Back to quotable quotes. Here are some I marked in a recent re-reading of Things Hidden: Scripture as Spirituality (where he cites Old and New Testament passages on almost every page).

* ‘Most religion [operates on the] assumption that if you pass some sort kind of cosmic SAT test [and] get the right answers, God will like you.’

* ‘Suffering of some sort seems to be the only thing strong enough to destabilise our arrogance and our ignorance. I would define suffering very simply as “whenever you are not in control”.’
* ‘All of the Bible is trying to illustrate through various stories humanity’s objective unity with God.’

* ‘The minds of saints and mystics… tend to be non-dual. They see wholes instead of parts.’

* ‘Jesus is “once and for all” saying blood sacrifice is over, as Rene Girard pointed out so well in Violence and the Sacred.’

* ‘If you are not trained in a trust of mystery and some degree of tolerance for ambiguity, frankly you will not proceed very far on the spiritual journey.’

* ‘It is painful but necessary to be critical of your own system, whatever it is. [That] will never make you popular. The prophets are always rejected by their own (see Luke 12:50-51) and eventually killed’.

* ‘Immature religion creates a high degree of “cognitively rigid” people or very hateful and attacking people - and often both.’

* ‘Without a significant other who is also The Significant Other, we are burdened with being hurt own centre and circumference.’ 

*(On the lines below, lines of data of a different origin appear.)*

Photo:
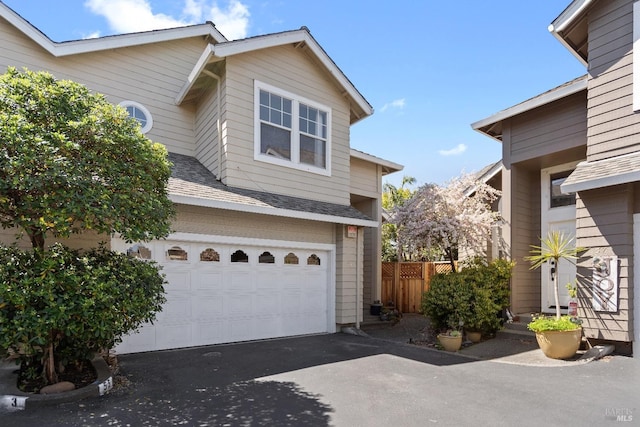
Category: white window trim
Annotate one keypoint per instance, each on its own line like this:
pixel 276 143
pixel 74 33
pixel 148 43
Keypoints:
pixel 147 127
pixel 294 163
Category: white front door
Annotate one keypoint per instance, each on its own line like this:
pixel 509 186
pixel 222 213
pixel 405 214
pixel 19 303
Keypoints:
pixel 558 212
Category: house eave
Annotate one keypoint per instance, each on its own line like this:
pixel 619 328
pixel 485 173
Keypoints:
pixel 484 126
pixel 75 47
pixel 387 166
pixel 262 210
pixel 569 22
pixel 301 37
pixel 592 175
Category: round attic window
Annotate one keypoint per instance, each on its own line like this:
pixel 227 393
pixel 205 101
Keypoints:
pixel 140 113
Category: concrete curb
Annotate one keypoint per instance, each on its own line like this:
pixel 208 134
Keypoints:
pixel 11 398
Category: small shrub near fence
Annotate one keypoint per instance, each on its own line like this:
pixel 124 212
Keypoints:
pixel 470 299
pixel 403 283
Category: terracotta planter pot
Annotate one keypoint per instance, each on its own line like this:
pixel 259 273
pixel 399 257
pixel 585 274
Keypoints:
pixel 559 344
pixel 474 336
pixel 450 343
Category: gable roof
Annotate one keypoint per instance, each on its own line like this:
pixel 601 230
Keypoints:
pixel 75 47
pixel 570 28
pixel 492 125
pixel 191 183
pixel 301 38
pixel 590 175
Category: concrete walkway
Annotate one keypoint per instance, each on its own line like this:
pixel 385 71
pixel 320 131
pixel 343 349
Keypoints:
pixel 345 380
pixel 506 347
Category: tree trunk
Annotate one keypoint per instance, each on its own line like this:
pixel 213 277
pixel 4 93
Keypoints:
pixel 49 361
pixel 37 239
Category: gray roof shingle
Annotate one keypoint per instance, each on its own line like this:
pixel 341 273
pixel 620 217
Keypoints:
pixel 603 173
pixel 190 178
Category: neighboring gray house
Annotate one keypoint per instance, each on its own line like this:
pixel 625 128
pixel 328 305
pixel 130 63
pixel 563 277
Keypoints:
pixel 277 228
pixel 572 162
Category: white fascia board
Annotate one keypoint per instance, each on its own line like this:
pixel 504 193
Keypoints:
pixel 568 15
pixel 569 48
pixel 607 181
pixel 195 72
pixel 271 40
pixel 572 12
pixel 393 167
pixel 636 57
pixel 539 101
pixel 262 210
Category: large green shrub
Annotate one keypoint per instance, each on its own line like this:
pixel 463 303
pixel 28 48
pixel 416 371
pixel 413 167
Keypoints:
pixel 74 303
pixel 472 298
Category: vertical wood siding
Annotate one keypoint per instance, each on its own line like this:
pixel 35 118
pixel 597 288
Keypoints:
pixel 525 229
pixel 613 128
pixel 366 178
pixel 605 227
pixel 348 276
pixel 558 126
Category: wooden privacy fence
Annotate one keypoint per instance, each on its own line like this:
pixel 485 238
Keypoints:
pixel 403 283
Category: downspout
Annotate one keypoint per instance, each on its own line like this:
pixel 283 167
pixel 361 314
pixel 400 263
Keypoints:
pixel 218 124
pixel 357 277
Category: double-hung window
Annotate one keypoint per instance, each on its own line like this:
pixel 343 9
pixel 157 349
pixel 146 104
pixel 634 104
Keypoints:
pixel 291 131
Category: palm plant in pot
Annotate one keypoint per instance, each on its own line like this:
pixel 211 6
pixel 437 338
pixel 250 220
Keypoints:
pixel 558 336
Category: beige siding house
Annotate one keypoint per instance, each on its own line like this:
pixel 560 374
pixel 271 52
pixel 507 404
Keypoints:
pixel 277 232
pixel 572 162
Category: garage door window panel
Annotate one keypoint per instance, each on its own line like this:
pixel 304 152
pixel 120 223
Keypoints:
pixel 266 258
pixel 239 256
pixel 291 258
pixel 209 255
pixel 139 251
pixel 176 253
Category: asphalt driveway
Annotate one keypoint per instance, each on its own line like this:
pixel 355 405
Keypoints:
pixel 347 380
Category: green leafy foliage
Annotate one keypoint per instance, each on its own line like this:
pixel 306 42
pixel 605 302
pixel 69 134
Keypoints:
pixel 551 323
pixel 78 303
pixel 71 161
pixel 471 298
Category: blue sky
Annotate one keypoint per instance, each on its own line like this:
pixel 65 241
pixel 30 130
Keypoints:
pixel 429 68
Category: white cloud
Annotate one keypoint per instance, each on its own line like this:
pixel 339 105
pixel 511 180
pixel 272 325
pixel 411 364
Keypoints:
pixel 457 150
pixel 93 35
pixel 126 16
pixel 232 21
pixel 398 104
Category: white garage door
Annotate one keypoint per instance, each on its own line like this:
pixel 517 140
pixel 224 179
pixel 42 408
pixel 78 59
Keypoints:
pixel 225 292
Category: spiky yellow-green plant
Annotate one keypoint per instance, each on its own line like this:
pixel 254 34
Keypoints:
pixel 556 246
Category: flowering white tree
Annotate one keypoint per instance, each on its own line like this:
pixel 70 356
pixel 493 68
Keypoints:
pixel 445 217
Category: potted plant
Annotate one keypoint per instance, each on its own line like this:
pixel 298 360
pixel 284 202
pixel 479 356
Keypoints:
pixel 450 340
pixel 558 336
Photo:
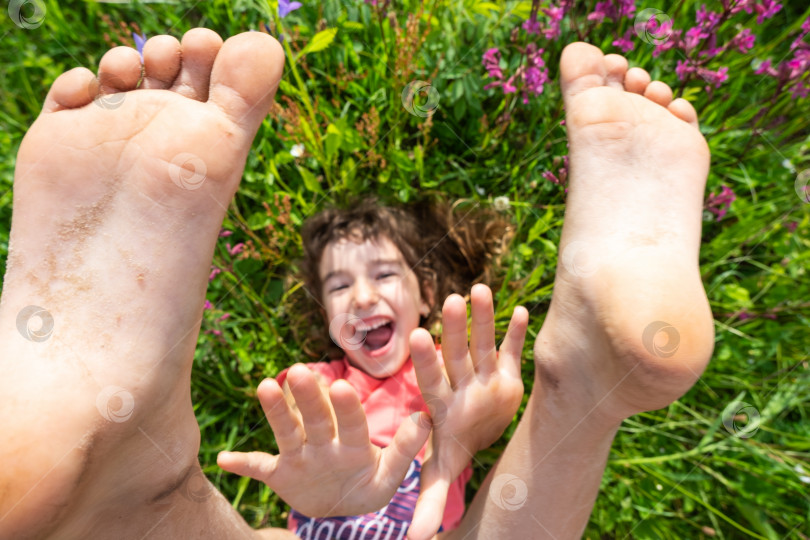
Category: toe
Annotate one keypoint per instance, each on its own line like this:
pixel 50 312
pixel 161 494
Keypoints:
pixel 684 110
pixel 161 59
pixel 616 66
pixel 119 70
pixel 658 92
pixel 199 49
pixel 72 89
pixel 636 80
pixel 245 77
pixel 582 66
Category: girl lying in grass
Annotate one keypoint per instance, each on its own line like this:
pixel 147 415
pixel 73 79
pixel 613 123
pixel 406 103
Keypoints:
pixel 112 242
pixel 374 273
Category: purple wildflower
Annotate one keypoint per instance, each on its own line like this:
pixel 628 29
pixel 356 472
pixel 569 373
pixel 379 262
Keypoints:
pixel 683 69
pixel 140 41
pixel 765 68
pixel 285 7
pixel 719 204
pixel 694 36
pixel 555 15
pixel 508 86
pixel 624 43
pixel 235 250
pixel 707 19
pixel 766 10
pixel 800 90
pixel 491 60
pixel 531 25
pixel 744 41
pixel 714 77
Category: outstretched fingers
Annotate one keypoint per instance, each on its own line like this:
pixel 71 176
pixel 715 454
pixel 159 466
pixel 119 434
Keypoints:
pixel 256 465
pixel 455 353
pixel 315 409
pixel 284 421
pixel 429 511
pixel 396 458
pixel 352 425
pixel 482 334
pixel 511 351
pixel 429 373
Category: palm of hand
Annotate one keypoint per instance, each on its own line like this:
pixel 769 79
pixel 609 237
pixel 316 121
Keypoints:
pixel 326 465
pixel 471 401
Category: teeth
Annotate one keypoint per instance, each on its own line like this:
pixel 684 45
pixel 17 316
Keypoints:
pixel 363 328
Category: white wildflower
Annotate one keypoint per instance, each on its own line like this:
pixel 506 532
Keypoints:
pixel 297 150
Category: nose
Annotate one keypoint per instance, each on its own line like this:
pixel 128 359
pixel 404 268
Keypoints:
pixel 365 294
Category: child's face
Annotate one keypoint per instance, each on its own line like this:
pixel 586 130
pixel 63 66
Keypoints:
pixel 372 302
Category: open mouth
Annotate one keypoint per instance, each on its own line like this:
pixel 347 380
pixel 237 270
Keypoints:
pixel 378 336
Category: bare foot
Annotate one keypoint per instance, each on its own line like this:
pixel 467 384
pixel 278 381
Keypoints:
pixel 118 198
pixel 629 314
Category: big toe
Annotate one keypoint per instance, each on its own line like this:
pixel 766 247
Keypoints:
pixel 582 67
pixel 246 76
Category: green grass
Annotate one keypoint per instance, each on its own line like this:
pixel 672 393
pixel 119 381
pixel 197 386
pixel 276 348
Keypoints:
pixel 682 472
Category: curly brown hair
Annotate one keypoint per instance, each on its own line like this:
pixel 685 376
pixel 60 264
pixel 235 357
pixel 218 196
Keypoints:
pixel 449 248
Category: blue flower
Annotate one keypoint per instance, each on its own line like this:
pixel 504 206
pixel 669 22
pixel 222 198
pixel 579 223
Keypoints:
pixel 285 7
pixel 139 41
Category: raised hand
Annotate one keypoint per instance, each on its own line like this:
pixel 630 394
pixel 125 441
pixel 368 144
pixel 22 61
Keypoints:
pixel 326 464
pixel 471 401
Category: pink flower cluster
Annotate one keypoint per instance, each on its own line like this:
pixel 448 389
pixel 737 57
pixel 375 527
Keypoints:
pixel 700 43
pixel 792 73
pixel 532 75
pixel 555 14
pixel 719 204
pixel 613 10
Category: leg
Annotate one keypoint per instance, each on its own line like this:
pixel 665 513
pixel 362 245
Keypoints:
pixel 629 328
pixel 118 200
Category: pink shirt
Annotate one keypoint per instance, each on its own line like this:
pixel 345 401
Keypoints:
pixel 387 403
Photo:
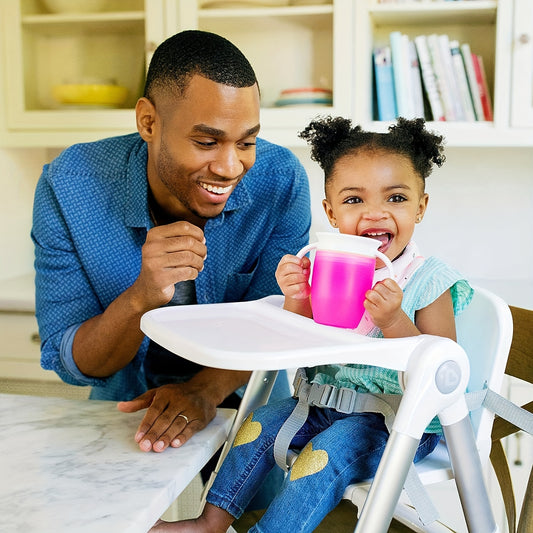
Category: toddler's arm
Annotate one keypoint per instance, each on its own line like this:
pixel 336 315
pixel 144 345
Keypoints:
pixel 292 276
pixel 384 301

* ‘Jesus defines truth as personal rather than conceptual… [rearranging] the world of religion from arguments over ideas and concepts into a world of encounter, relationship and presence… That changes everything.’

* ‘Saint Bonaventure, scholar and intellectual, said that a cleaning person can know God much better than can a doctor in theology.’

* ‘A true Christian is invariably someone who has met a true Christian.’

* ‘Torah, or Law, is the best and most helpful place to begin, but not the place to stay, and surely not the place to end. “Written letters bring death, but the Spirit alone brings life” as Paul said (2 Corinthians 3:6).’

* ‘A prime idea of the Bible is its very straightforward critique of power, from Genesis to Revelation. For examples of good authority, see Joseph, Moses and Jesus; for bad authority, see almost everybody else!’

FINALLY, if all that’s nice theory, how do we get to practise such love day by day? I can’t think of a better ‘how to’ summary than Richard Rohr offered in an interview with TMA Editor Roland Ashby in December 2006. 

‘One of the particularly beautiful and memorable sentences in Richard Rohr’s latest book Contemplation in Action is, “We are all partial images slowly coming into focus to the degree we allow and filter the light and the love of God.” How, I asked him, can we begin to “allow and filter” God’s light and love?’

Richard’s response: ‘The key to this for me is what I call the contemplative stance, by which I mean trying to live in a constant state of consciousness of union with God. Daily silent periods of prayer and meditation are an important way of developing this consciousness – and in my own life I also try to protect big chunks of solitude and silence, working in the garden and working silently in the house – but the goal of contemplation is to maintain this consciousness whatever you’re doing, whether you’re at work, with other people or on your own.’